Ingrid hat es jedoch immer verstanden, ihre wahren Gefühle zu verbergen. In
Wahrheit vermisst sie Gernot mehr als je zuvor, doch sie ist der Meinung, dass er
längst über ihre Trennung hinweg ist, da er nie um ihre Liebe gekämpft hat.
Gernot hat an diesem Vormittag ein dicht gedrängtes Programm, sodass er erst
kurz vor Mittag dazu kommt, seine Post zu öffnen. Als er den Absender des ersten
Briefes liest, zeigt sich ein Lächeln auf seinen Lippen. Schnell öffnet er ihn und
zieht das gefaltete Papier heraus. Der Brief ist von seiner Tochter, die derzeit in
Rom lebt. Sie ist mit ihrem Mann vor einigen Jahren dorthin gezogen, da dieser
eine Stelle am ISTITUTO STORICO GERMANICO bekommen hat. Sie selbst arbeitet dort
als Ärztin in einer Privatklinik.
In ihrem Brief lädt sie Gernot und Ingrid zu sich nach Rom ein, da sie sich schon so
lange nicht mehr gesehen haben. Erst freut sich Gernot über die Einladung, doch
dann wird ihm bewusst, dass er Rebecca nie gesagt hat, dass sich Ingrid bereits
vor längerer Zeit von ihm getrennt hat. Er überlegt, wie er aus dieser Zwickmühle
entkommen kann. Da er Rebecca schon öfters absagen musste, beschließt er
dieses Mal, wirklich zu ihr zu fahren. Doch wie soll er ihr erklären, dass Ingrid
nicht mit ihm kommt? Vielleicht würde Ingrid ihn ja begleiten, wenn er sie darum
bittet. Doch diesen Gedanken verwirft Gernot gleich wieder. Ingrid würde wohl nie
wieder mit ihm verreisen.
Im Laufe des Tages ist Gernot jedoch so beschäftigt, dass er keine Zeit mehr hat,
um über Rebeccas Einladung nachzudenken. Als er nach Dienstschluss seine
Sachen zusammen packt, fällt ihm Rebeccas Brief wieder in die Hände.

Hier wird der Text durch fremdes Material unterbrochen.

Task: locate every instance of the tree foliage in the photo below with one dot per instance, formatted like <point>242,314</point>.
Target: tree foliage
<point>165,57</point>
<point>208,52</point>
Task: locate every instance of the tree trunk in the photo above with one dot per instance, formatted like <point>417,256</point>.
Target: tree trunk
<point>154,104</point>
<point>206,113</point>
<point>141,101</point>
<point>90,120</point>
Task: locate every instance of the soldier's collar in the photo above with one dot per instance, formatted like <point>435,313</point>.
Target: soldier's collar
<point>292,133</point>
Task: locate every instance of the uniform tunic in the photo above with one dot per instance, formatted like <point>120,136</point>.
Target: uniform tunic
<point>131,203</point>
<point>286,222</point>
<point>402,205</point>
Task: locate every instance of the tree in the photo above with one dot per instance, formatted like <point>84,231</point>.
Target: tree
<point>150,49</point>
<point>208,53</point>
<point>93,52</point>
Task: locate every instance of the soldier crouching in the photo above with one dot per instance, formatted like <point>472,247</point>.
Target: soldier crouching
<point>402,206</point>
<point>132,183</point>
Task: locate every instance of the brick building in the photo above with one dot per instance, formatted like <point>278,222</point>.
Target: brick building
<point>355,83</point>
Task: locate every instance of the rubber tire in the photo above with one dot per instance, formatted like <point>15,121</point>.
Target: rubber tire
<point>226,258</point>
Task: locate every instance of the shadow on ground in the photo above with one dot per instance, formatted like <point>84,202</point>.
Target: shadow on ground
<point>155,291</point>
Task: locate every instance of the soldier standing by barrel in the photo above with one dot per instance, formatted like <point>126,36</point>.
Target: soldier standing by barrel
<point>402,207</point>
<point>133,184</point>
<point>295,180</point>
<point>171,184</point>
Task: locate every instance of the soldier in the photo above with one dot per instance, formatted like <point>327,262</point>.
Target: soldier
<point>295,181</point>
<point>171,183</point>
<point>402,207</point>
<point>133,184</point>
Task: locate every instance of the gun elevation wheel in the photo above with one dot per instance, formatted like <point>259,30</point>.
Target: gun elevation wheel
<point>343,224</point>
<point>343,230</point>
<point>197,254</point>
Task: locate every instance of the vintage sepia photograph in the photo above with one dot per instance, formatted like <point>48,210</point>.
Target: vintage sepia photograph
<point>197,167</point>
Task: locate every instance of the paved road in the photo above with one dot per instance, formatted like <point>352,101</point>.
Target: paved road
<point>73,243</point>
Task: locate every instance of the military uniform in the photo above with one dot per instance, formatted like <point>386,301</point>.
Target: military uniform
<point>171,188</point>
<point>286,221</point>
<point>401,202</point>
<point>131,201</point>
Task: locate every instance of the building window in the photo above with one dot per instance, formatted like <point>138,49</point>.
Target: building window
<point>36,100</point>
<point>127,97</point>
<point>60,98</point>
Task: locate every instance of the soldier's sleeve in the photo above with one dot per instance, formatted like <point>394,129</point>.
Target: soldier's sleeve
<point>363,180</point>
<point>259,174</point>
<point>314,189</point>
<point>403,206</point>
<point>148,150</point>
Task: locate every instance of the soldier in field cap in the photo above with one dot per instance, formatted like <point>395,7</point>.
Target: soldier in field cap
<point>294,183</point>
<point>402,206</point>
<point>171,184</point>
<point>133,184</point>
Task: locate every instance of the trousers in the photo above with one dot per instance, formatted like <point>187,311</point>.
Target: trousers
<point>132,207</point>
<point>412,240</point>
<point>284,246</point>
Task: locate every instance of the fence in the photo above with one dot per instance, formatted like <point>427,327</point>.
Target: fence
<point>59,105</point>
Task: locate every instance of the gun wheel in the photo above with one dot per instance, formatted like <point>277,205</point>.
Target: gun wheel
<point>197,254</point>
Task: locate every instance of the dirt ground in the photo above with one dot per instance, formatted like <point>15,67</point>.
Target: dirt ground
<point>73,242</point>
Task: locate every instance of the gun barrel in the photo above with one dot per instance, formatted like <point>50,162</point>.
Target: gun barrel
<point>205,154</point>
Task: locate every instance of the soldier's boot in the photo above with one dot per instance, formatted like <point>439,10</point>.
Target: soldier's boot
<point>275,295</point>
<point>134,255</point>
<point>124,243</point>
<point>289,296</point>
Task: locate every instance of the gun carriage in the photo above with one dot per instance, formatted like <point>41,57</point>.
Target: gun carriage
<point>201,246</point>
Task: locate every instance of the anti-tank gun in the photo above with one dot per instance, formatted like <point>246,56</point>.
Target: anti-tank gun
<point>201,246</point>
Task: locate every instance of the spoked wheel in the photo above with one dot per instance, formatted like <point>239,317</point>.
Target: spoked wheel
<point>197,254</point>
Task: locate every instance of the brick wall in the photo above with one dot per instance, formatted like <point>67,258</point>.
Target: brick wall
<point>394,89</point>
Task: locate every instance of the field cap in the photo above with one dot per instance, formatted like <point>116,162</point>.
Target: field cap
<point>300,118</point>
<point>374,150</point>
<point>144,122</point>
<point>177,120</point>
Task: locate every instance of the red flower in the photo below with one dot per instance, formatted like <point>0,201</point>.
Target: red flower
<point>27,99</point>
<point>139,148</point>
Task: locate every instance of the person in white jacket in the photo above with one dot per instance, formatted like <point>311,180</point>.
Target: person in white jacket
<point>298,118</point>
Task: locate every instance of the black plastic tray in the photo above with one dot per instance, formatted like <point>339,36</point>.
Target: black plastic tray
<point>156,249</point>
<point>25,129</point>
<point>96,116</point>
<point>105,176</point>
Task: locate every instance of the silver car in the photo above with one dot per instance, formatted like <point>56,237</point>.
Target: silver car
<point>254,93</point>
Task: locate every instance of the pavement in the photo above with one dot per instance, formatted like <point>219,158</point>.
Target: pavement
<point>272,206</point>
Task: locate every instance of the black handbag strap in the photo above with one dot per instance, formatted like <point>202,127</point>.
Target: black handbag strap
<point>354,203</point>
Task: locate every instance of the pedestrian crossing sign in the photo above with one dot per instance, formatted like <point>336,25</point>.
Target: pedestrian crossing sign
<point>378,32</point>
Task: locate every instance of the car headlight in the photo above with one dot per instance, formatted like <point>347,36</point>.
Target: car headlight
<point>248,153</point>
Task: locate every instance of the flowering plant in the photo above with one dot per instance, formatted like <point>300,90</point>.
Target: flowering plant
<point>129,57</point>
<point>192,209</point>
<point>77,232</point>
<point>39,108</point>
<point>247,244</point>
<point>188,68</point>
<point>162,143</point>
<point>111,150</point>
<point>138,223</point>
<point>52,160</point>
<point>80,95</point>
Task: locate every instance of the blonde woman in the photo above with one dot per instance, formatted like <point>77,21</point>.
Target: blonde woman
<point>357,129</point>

Nachdenklich betrachtet er ihn, bevor er das Kuvert in die Innentasche seines
Sakkos steckt.
Auf dem Weg zum Auto kommt er am Schwesternzimmer vorbei. Er überlegt kurz,
ob er hineingehen soll, doch nach einem Blick auf die Uhr glaubt er, Ingrid ohnehin
nicht mehr antreffen zu können. Also macht er sich auf den Weg ins Foyer. Dort
trifft er schließlich doch noch auf Ingrid. Sie trägt zwar keine Dienstkleidung mehr,
gibt jedoch noch am Empfang Anweisungen für die Nachtschicht. Er bleibt einige
Meter entfernt stehen und sieht Ingrid mit einem verschmitzten Lächeln an.
Pflichtbewusst bis ins Letzte erfüllt Ingrid ihre Aufgabe. Sie blickt überrascht auf,
als sie sich umdreht und Gernot vor sich erblickt. Sie kommt mit einem Lächeln auf
ihn zu.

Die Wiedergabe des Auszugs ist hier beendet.